Disconnected pieces can be unit tested simply.

Currently, developers spend time waiting for responses from the back end, and recovering from back end availability failures. In an ideal system, the back end would be rapid and reliable. However, the amount of memory allocated to the development region is very small compared to the production region, so developers can not rely on the back end.

Proposal: develop a proxy that sits just above the layer that communicates the XML request/responses to the back end. If the system is in proxy mode, then the proxy returns the response requested. In most cases, the developer knows which back end response is desired, and could code it directly in the test request. This would also have the advantage of being very fast.

The savings in development time will easily pay for time spent developing and installing the proxy back end. To make changes to simple UI elements, developers must often use the full system, which can mean that 20 round trips to the back end must happen to get an element right. These steps, in a local environment should take a few seconds to save the file and reload in the browser, or 20*3 = 60 seconds for a minor change. However, with this environemnt, developers often spend 20*60 seconds waiting for the back end to reload and sometimes time out. Obviously, there is still some time to analyze the code and make the changes, but after that change has been made, the comparison is between refreshing a proxied back end or waiting for a real back end. With a proxied back end, this hypothetical change takes one minute, without it takes 20 minutes of development time. This estimate is in keeping with my experience that the rate of development at Schwab in general is about 10 to 20 times longer, when compared to other organizations I've worked at which have more rapid development methodologies.

Repetition of Steps

The Use Case methodology is well established, and is well adopted by the Schwab team. However, the Use Case methodology could be enhanced at Schwab to reap much higher dividends on productivity and quality.
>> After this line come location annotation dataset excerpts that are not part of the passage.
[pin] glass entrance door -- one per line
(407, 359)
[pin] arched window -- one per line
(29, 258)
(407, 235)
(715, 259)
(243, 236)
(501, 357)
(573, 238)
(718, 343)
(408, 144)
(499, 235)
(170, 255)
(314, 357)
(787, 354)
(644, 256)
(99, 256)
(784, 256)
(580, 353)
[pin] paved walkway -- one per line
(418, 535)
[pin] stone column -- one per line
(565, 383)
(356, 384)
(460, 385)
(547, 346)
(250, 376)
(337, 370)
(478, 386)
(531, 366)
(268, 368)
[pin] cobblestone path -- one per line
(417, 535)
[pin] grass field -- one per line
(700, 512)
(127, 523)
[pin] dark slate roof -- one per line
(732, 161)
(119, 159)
  • Open the document to more collaboration. Many, many eMails will go back and forth to clarify changes to Use Case documents that could simply be done in the document itself using the collaboration and review tools already in place at Schwab.
  • Include in the documents more grids of fields expected on screen (see Example)
  • Make the documents readable to implementors and testers. I've seen the documents re-written and passed around in eMail in various forms: implementation notes, test scripts, etc., that should really just be the use case itself.
  • Standardize the use of section and subsection numbering, and then refer to these numbers when testing and implementing
  • Standardize on strikethrough
  • Use revision control to clean up documents

Unit Tests for each Layer

The current system has almost no unit tests, or automated integration or regression tests. These are essential for confidence in previous releases and bugfixes.


  • Unit Tests
    • set up JUnit code and test harness
    • set up JUnit test cases for some of the system, for examples
    • train developers on how to use and add test cases
  • Integration Tests
    • set up automated tests that exercise the front end, and terminate in the new proxy stubs for the back end. These may be run in disconnected mode.
    • set up automated tests that provide test cases of front end data to excercise the back end through XML requests. There is a tool in place for these tests, but I'm not sure if they emulate the wsdl request completely.

Configurable Logs

Log4j provides customizable logging levels, and is easy to install in place of the existing logging manager. Then different log configuration files can apply to development, QA, and production, without re-instrumenting the code. The Log4j configuration mechanism is much more powerful than the current system, and allows developers to see just the errors that pertain to them.